Conflicting Views of War

Visiting Professor and Curator Gill Clarke with William Crozier’s ‘Bourlon Wood’
Visiting Professor and Curator Gill Clarke with William Crozier’s ‘Bourlon Wood’

Marking the centenary of the ending of the First World War ‘Conflicting Views: Pacifist Artists’ at the Chichester University’s Bishop Otter Gallery explores the stories of artists who were conscientious objectors or pacifists through their art.

The exhibition has been curated by Dr Gill Clarke. Gill Clarke has a rare gift for narrative. A deep understanding of her subject is always distilled in a remarkably coherent and accessible way. These qualities are apparent in this latest show.

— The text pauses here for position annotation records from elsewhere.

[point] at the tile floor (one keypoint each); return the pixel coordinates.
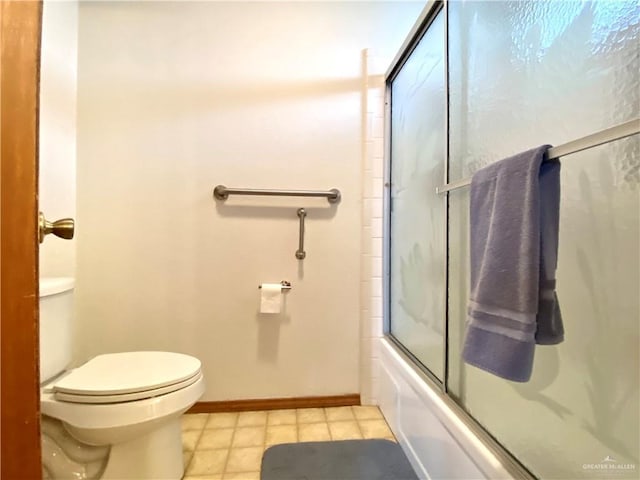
(229, 446)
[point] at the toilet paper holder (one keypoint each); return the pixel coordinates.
(285, 285)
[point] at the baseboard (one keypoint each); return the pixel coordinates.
(276, 403)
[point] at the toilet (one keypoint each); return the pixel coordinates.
(117, 416)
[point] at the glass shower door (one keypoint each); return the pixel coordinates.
(524, 74)
(417, 223)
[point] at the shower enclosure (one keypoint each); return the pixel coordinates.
(480, 81)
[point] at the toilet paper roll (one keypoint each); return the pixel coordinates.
(270, 298)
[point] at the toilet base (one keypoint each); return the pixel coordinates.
(156, 455)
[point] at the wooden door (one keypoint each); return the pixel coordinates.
(19, 378)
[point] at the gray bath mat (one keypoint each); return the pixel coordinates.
(344, 460)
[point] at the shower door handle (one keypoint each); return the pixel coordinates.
(300, 253)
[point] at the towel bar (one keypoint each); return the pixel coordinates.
(220, 192)
(632, 127)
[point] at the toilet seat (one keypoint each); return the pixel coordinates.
(125, 377)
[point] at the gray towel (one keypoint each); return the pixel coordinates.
(514, 243)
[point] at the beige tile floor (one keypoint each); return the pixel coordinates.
(229, 446)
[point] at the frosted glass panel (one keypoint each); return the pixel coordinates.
(525, 73)
(522, 74)
(417, 213)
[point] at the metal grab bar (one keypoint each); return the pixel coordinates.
(300, 253)
(618, 132)
(285, 286)
(220, 192)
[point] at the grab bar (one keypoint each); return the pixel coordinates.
(220, 192)
(285, 286)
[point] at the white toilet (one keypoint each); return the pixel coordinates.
(118, 415)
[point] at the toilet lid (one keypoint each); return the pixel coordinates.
(129, 372)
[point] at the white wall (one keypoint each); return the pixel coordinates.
(57, 159)
(176, 98)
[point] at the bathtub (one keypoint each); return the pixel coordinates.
(437, 442)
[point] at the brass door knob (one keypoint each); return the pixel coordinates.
(62, 228)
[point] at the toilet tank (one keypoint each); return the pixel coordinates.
(56, 323)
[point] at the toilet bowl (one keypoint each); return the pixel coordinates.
(130, 402)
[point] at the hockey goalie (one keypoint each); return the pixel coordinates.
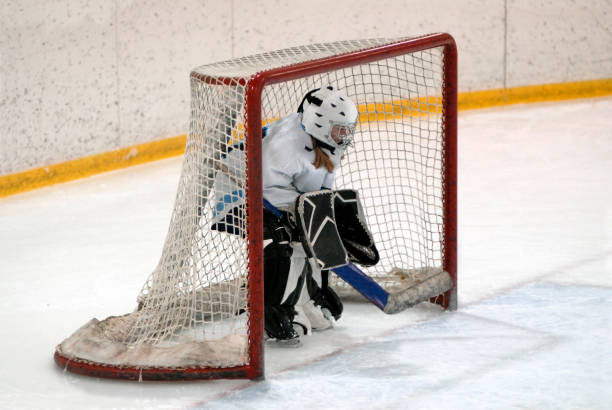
(309, 228)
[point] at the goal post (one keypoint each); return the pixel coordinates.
(200, 313)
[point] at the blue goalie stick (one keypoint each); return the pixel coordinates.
(434, 282)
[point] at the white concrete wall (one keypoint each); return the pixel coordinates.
(81, 77)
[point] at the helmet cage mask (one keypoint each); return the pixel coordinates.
(329, 116)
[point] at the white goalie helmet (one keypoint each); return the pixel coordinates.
(329, 116)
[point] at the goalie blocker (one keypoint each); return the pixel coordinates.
(333, 231)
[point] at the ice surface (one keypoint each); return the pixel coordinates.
(534, 324)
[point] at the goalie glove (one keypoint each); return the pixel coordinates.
(353, 229)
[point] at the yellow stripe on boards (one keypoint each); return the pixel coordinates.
(95, 164)
(156, 150)
(534, 93)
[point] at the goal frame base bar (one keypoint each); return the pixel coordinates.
(93, 369)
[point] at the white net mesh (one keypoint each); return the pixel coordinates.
(196, 296)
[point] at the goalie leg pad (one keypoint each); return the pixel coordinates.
(353, 228)
(314, 213)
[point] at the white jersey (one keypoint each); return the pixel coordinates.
(287, 157)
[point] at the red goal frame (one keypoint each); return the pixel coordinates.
(254, 88)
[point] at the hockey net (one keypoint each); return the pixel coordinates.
(200, 313)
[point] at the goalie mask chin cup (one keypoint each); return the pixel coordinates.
(329, 116)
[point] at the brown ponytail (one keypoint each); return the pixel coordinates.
(321, 159)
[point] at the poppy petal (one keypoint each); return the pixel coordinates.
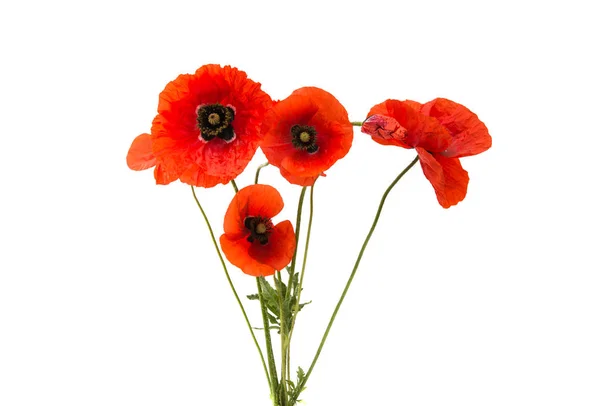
(140, 156)
(448, 178)
(278, 252)
(320, 112)
(236, 252)
(196, 175)
(299, 180)
(254, 201)
(470, 136)
(177, 141)
(417, 129)
(385, 130)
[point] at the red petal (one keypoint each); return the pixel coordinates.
(196, 175)
(253, 200)
(385, 130)
(236, 252)
(299, 180)
(140, 154)
(448, 178)
(316, 108)
(413, 128)
(261, 260)
(278, 252)
(469, 135)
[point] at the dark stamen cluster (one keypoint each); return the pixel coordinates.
(304, 137)
(214, 120)
(259, 227)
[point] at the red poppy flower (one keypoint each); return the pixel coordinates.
(207, 128)
(441, 131)
(305, 134)
(251, 241)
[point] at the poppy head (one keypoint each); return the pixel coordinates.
(251, 241)
(441, 131)
(305, 134)
(207, 128)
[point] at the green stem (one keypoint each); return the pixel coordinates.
(297, 304)
(358, 259)
(258, 171)
(212, 236)
(283, 339)
(298, 222)
(270, 356)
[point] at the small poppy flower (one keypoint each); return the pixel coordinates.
(441, 131)
(251, 241)
(207, 128)
(305, 134)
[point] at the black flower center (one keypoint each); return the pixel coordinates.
(214, 120)
(259, 227)
(304, 137)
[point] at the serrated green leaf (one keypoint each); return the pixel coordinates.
(300, 373)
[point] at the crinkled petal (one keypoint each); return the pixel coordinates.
(236, 252)
(278, 252)
(414, 129)
(140, 154)
(299, 180)
(196, 175)
(448, 178)
(470, 136)
(251, 201)
(261, 260)
(385, 130)
(311, 107)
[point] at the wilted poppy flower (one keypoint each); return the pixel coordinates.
(441, 131)
(251, 241)
(207, 128)
(305, 134)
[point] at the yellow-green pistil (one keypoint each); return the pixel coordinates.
(304, 137)
(214, 120)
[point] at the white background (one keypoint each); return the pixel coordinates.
(110, 291)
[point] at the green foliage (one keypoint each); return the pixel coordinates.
(272, 299)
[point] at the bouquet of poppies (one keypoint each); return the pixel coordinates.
(208, 128)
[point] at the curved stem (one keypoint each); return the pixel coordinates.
(270, 356)
(283, 338)
(258, 171)
(298, 223)
(297, 304)
(212, 236)
(360, 254)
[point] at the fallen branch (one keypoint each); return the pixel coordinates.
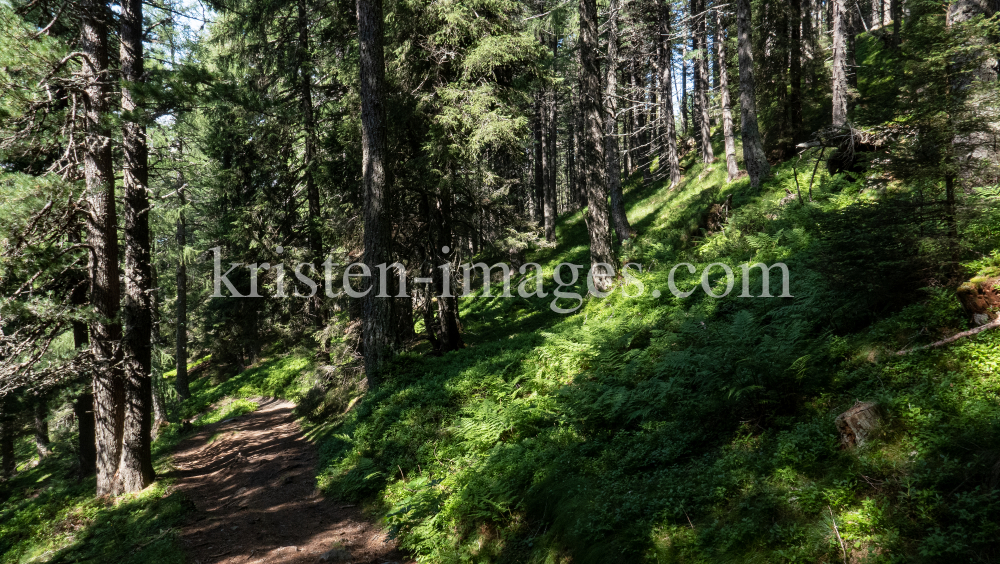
(991, 325)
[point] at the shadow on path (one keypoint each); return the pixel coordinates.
(252, 479)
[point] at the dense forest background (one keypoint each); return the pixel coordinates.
(144, 143)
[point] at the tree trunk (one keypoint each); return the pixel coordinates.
(839, 71)
(590, 93)
(548, 214)
(699, 43)
(550, 187)
(538, 197)
(613, 166)
(308, 156)
(83, 405)
(7, 459)
(42, 429)
(181, 378)
(377, 314)
(732, 170)
(795, 67)
(664, 52)
(135, 469)
(895, 12)
(102, 235)
(753, 151)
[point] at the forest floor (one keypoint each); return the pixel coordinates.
(252, 480)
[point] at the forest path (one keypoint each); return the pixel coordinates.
(252, 479)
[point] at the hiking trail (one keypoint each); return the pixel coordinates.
(252, 480)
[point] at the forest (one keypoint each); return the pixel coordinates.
(499, 281)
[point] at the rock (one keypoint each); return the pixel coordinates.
(857, 424)
(981, 298)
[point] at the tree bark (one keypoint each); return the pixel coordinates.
(135, 469)
(180, 341)
(753, 151)
(309, 156)
(795, 67)
(377, 312)
(42, 429)
(538, 196)
(551, 204)
(664, 52)
(728, 133)
(102, 235)
(83, 404)
(839, 71)
(593, 139)
(613, 165)
(699, 44)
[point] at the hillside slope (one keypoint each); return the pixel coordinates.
(698, 429)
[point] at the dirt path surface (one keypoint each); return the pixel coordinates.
(252, 479)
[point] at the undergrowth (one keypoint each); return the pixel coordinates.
(659, 429)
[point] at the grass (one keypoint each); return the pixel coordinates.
(695, 430)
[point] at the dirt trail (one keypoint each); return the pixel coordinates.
(252, 479)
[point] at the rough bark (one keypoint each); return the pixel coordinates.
(839, 71)
(593, 138)
(308, 155)
(753, 150)
(83, 404)
(377, 312)
(699, 44)
(538, 195)
(613, 165)
(551, 202)
(664, 50)
(728, 133)
(795, 67)
(42, 429)
(102, 236)
(180, 341)
(135, 469)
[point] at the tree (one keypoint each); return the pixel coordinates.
(753, 151)
(664, 62)
(612, 164)
(102, 224)
(593, 139)
(699, 43)
(732, 169)
(841, 21)
(377, 313)
(135, 470)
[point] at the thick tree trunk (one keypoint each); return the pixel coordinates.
(548, 214)
(180, 342)
(308, 157)
(593, 140)
(42, 429)
(83, 404)
(699, 43)
(7, 459)
(102, 235)
(135, 469)
(613, 166)
(795, 67)
(377, 315)
(538, 195)
(551, 202)
(895, 12)
(664, 50)
(753, 151)
(728, 133)
(839, 72)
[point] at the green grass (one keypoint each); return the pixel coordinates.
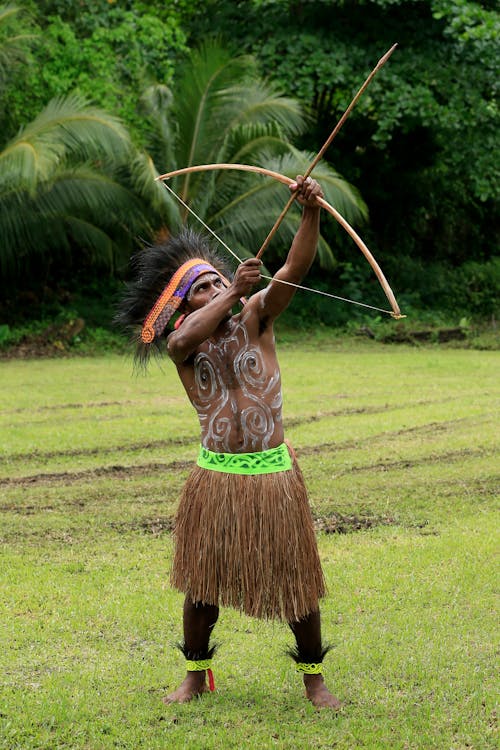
(399, 442)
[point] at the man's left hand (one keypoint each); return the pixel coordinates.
(308, 190)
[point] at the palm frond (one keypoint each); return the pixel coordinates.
(67, 126)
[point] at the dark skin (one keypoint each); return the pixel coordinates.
(211, 334)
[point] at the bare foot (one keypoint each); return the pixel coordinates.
(193, 685)
(318, 693)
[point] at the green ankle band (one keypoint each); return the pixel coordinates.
(309, 668)
(198, 666)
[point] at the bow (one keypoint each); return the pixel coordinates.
(395, 312)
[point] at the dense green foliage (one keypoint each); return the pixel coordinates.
(422, 145)
(423, 141)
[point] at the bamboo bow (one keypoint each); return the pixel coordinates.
(396, 312)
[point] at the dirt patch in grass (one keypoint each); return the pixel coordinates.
(117, 472)
(331, 524)
(340, 524)
(97, 451)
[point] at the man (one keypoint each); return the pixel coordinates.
(244, 532)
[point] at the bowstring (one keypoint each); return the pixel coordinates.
(269, 278)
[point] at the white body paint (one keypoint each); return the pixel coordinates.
(237, 395)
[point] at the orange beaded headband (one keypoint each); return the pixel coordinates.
(173, 295)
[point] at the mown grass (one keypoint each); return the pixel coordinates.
(399, 448)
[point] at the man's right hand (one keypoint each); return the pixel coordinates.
(246, 276)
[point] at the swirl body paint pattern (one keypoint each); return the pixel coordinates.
(237, 395)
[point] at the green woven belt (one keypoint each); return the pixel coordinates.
(263, 462)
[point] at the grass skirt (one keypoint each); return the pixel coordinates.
(248, 542)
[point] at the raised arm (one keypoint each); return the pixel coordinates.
(276, 297)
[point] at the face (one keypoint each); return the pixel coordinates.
(203, 290)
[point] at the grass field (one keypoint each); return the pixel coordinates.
(399, 447)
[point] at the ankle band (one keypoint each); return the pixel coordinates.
(199, 665)
(309, 668)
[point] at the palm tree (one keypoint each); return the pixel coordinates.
(70, 181)
(221, 111)
(62, 187)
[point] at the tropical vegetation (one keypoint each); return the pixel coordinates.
(120, 92)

As we view the exhibition together Gill explains “The exhibition marks the centenary of the ending of the First World War. It explores the ways artists who were conscientious objectors and pacifists responded to war and conflict.”

Conscription was introduced for the first time in 1916 and again at the outbreak of the Second World War in 1939.

Each painting seeks to illustrate how individual artists experienced and interpreted war, and the ethical, religious and political grounds which informed their views and decisions to refuse to undertake compulsory military service.

Some of the artists included in the show were absolutist Conscientious Objectors and were imprisoned. Others accepted an alternative form of service.

Ernest Proctor’s watercolour ‘SSA at HQ Loading Up, 1917’
Ernest Proctor’s watercolour ‘SSA at HQ Loading Up, 1917’

Gill Clarke says “As a Quaker and therefore a pacifist Ernest Procter accepted an alternative form of service with the Quaker Friends Ambulance Unit.” A number of works have been leant to the show by the Religious Society of Friends (Quakers) in Britain. Amongst these is Ernest Proctors beautifully painted watercolour ‘SSA (Section Sanitaire Anglaise) at HQ Loading Up, 1917’. The Friends Ambulance Service would operate under the Red Cross. Here we see the unit loading up their motorised ambulance convoy in the light of the snow covered landscape.

Amongst the most powerful images in the exhibition are a series of works by the Scottish-Irish artist William Crozier. His imagination was haunted by the images of the Holocaust which he saw as a teenager on the Pathé newsreels as the concentration camps were liberated by Allied forces during the Second World War.

The enormity of this horror informed Crozier’s pacifist stance when in 1953 he declined to serve in Korea through National Service.

Gill says “Drawing on photographs from World War I, Bergen-Belsen and Auschwitz ‘Bourlon Wood’ portrays the blood-stained, ravaged landscape in Northern France. In the darkness at the foot of ridge lies a skeletal soldier wearing a tin hat. It is so much more than a comment on the horrors of war, it captures the metaphysical idea of death – the skull beneath the skin…”

The work in this timely and challenging exhibition demonstrated the role of artists as moral witnesses providing a series of intimate and highly personal accounts of their experience of war.

‘Conflicting Views: Pacifist Artists’ runs at Chichester University until 7th October 2018 and entry is free.